Corrosion prevention capability of 1,2,3–triazole derivative on mild steel in an acidic medium: Experimental and theoretical approach

Abstract

The popularity of triazoles for metal corrosion inhibition has increased in recent years. These compounds form a protective film over the metal, which inhibits the interaction among the corrosive agent and metal. By blocking the sites where corrosion typically occurs, triazoles significantly extend the lifespan of metal structures. This makes them an effective and economical choice for various industrial applications. This study explores the ability of 4–nitro–1–octyl–5–phenyl–1H–1,2,3–triazole (NOPT) to inhibit corrosion. The structure of the investigated inhibitor was determined using Proton Nuclear Magnetic Resonance and Carbon–13 Nuclear Magnetic Resonance (¹H NMR and ¹³C NMR) spectroscopy, while its purity was confirmed using Thin Layer Chromatography (TLC). The anticorrosive properties of NOPT on mild steel (MS) samples immersed in 1.0 M HCl were investigated by electrochemical and chemical methods. The inhibitory performance of NOPT was evaluated using scanning electron microscopy (SEM), energy dispersive X–ray spectrometer (EDS) and an atomic force microscope (AFM).
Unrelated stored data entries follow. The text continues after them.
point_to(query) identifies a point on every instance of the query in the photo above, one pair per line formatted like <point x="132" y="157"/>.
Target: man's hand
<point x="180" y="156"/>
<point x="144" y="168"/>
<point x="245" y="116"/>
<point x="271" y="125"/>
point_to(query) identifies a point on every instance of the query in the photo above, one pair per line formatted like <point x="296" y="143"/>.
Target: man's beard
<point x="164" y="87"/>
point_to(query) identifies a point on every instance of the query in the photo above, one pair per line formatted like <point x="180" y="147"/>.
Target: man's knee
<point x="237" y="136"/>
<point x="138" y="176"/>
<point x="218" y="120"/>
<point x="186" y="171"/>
The inhibitor reaches its maximum inhibition efficiency of 88.78 % at 150 ppm when the temperature is 302 K. NOPT was found to regulate both cathodic and anodic reactions, and the Langmuir model followed the adsorption isotherm. Based on thermodynamic parameter values, it is suggested that triazoles molecules are physically adsorbed on MS surfaces. Density functional theory (DFT) of NOPT in gas and water phases aligns well with experimental findings. SEM and AFM images indicate that the MS sample immersed in an acidic solution with studied triazole derivative has a smoother surface compared to the acidic solution without the inhibitor. EDS findings confirmed the existence of NOPT molecules on the metal surface.